İnsan, toplumsallaşmayla kozasından çıkmıştır ama bugün kelebek olmanın farkındalığını gerektiği kadar yaşayamamaktadır. Kendi farkına varamayan insan, büyük bir yanılgıyla yaşamakta, hiçbir varlığın farkına, gerçek manada varamamaktadır. Örneğin kuşların dilini bilmek, onların mizahi benzeşmesi gibi kuşdili taklidi yapmak değil, kuşların dilini anlamaktır. Kuş taklidi yapıp başka bir insana bunu anlatabilmek, insan dilinin yeni bir formudur. Anlamak için, anlamak istenilen şeyin ruhuna girmek, empati kurma adına onun gibi olmak, ondan olmak vesaire zorunlu değildir. Böyle başlayan anlamaklar homojenleştiren aynılaştırmalardır. Anlamak istediğin şeyi hissetmek ve duyumsayabilmektir anlamak. Hem de kendin olarak. Zaten empati deyince, genellikle ilgiye muhtaç olan, zayıf bir insanın ya da nesneleşen herhangi bir şeyin çağrışım yapması, başlı başına yanlış bir hayat algısıdır. Oysa en başta, cansız dediğimiz oluşlarla kendimiz arasında ve onları kendi tasarrufumuza alma amacı gütmeden empati kurabilmemiz gerekir. Bir insanın derdini diliyle bize söylüyor olması, bizim onu anladığımız anlamına gelmeyecektir. Yaprağın sonbahardaki hüznünü hissedemeyen, başka bir insanın hüznünü nasıl hissedebilir ki! Bir gülün dikenleriyle birlikte yıllarca sürüp giden anlatımını duyamıyorsak, aynı çağı paylaştığımız insanların binyıllara sığdırarak bugüne getirdikleri direnişleri nasıl bilebiliriz ki!

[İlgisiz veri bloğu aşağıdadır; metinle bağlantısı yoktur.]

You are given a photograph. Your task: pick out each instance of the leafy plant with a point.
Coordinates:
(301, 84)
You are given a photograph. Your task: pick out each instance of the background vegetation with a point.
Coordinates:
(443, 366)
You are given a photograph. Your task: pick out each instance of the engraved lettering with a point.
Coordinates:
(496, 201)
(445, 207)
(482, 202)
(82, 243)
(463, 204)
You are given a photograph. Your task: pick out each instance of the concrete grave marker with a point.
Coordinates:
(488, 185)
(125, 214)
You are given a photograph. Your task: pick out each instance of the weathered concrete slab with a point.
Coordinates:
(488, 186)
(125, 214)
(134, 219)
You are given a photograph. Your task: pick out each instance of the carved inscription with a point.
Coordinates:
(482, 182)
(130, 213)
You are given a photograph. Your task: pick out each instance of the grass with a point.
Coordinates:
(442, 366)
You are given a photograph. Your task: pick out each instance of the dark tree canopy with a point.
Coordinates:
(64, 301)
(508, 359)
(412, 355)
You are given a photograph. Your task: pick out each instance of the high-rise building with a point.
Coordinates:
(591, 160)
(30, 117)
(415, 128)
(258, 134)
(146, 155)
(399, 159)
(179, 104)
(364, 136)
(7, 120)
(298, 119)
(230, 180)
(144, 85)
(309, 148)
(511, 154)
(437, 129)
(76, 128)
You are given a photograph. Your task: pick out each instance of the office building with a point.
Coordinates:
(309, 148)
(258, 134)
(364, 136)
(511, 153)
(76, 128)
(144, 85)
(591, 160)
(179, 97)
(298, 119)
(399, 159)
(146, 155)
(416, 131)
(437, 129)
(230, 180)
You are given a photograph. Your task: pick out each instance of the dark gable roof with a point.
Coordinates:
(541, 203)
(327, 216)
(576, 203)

İnsan olmanın evrensel varoluştaki yüce ve en gelişmiş anlamının bilincinde olmak, uygar insanın kaprislerinden de kurtulmayı getirecektir. Anlamın insanla yeni bir izaha ulaşması ve kendi duvarlarından sıyrılması, evrensel varoluştaki farkı görünür kılmaktadır. Fark, benzerlikten kurtulmakla ortaya çıkar. Sıradan denen aleladelikten kurtulmak, evrendeki gerçek uyumu yakalamaktır. Ve bu uyumu yakalamak, yüceliğin kökenindeki toplumsallaşma gerçeğini bilince çıkarmakla olasılık dâhiline girebilecektir. Belki de evrenin en büyük adımlarından diyebileceğimiz toplumsal yaşamın özünü korumak, öze uygun yaşamak, özü bozmadan geliştirmek bir anlamda da evrensel varoluştaki anlamını daha yücelere ulaştırmak demektir.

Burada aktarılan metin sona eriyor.